Camela and the museum pieces | Television

Ideology is only one, but there are many ways to divide Spain into two halves. Another is the one that showed the beginning of the About Évole dedicated to Camela. First of all, we see images of what we called amateur video before we all carried a camera. In them, Camela on stage in the mid-nineties and different audiences singing her songs. Secondly, a snobbish public that contemplates these images with the gaze of an entomologist along with other objects (a bumper car, a radio cassette, a display of cassette tapes at a gas station…) in an exhibition called Camela 94, along with testimonies from fans of the group. The pieces of this ephemeral museum are one, but the pieces are the assistants.

When Spain is divided into those two halves I think a lot about that poster so popular in feminist demonstrations that says: “I still can’t believe I’m still protesting about this shit.” I see hypothetical intellectuals despise what is popular and their prejudices seem unthinkable to me in 2024. But we are still there. It happens with Camela, but not only with them. It has happened with rumba, with flamenco, it happens with reggaeton and even with Rosalía. How many despise television, believing that they are doing cinema a favor, how many ignore comedy, believing that the opposite of funny is serious, not boring. People incapable not only of enjoying, but of valuing what the majority likes, precisely because the majority likes it. Camela, of course, doesn’t need them. Her resume is the love of all these people.

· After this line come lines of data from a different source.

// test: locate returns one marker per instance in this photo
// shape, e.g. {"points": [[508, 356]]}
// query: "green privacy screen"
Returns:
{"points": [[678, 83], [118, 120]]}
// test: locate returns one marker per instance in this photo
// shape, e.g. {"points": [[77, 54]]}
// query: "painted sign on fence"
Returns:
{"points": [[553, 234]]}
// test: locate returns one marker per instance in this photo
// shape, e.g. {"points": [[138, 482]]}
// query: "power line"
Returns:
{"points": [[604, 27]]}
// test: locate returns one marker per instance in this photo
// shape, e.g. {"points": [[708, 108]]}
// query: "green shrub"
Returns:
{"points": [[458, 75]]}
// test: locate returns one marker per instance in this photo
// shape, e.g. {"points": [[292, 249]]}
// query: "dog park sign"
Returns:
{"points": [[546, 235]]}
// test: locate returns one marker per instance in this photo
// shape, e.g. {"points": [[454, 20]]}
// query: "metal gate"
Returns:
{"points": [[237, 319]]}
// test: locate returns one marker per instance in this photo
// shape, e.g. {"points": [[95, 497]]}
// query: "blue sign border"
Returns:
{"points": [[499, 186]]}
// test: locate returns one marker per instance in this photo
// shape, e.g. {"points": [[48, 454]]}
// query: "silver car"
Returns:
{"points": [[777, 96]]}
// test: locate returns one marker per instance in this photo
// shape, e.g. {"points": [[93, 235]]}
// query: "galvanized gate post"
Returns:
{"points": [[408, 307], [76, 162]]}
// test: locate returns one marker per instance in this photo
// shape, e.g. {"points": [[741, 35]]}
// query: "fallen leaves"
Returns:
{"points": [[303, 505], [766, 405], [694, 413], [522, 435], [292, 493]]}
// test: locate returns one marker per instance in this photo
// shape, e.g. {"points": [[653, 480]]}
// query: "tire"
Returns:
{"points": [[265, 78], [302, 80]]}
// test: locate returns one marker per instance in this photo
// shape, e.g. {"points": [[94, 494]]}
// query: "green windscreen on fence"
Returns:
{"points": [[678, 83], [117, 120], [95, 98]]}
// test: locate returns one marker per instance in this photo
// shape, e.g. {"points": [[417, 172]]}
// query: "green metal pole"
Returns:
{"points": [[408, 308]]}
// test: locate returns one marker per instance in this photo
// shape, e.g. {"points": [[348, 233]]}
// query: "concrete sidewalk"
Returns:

Also for some years, postmodernism through, the opposite has happened. People who value what it says about their personality that they like something before deciding if they like it or not. And today in some sectors the approach to the popular grants a certain prestige kistch (Bourdieu would have gone crazy). The reality is that everything that is theorized about Camela is worth nothing compared to her millions of albums sold. In the United States they have the American dream and we, if we wanted, could have the dream camelero That Évole dedicates a program to them or that TVE gives them the Christmas Eve special are only symptoms that in those two halves there is always one that arrives first, the people. The kings of Spain are not Felipe and Letizia, they are Ángeles and Dioni.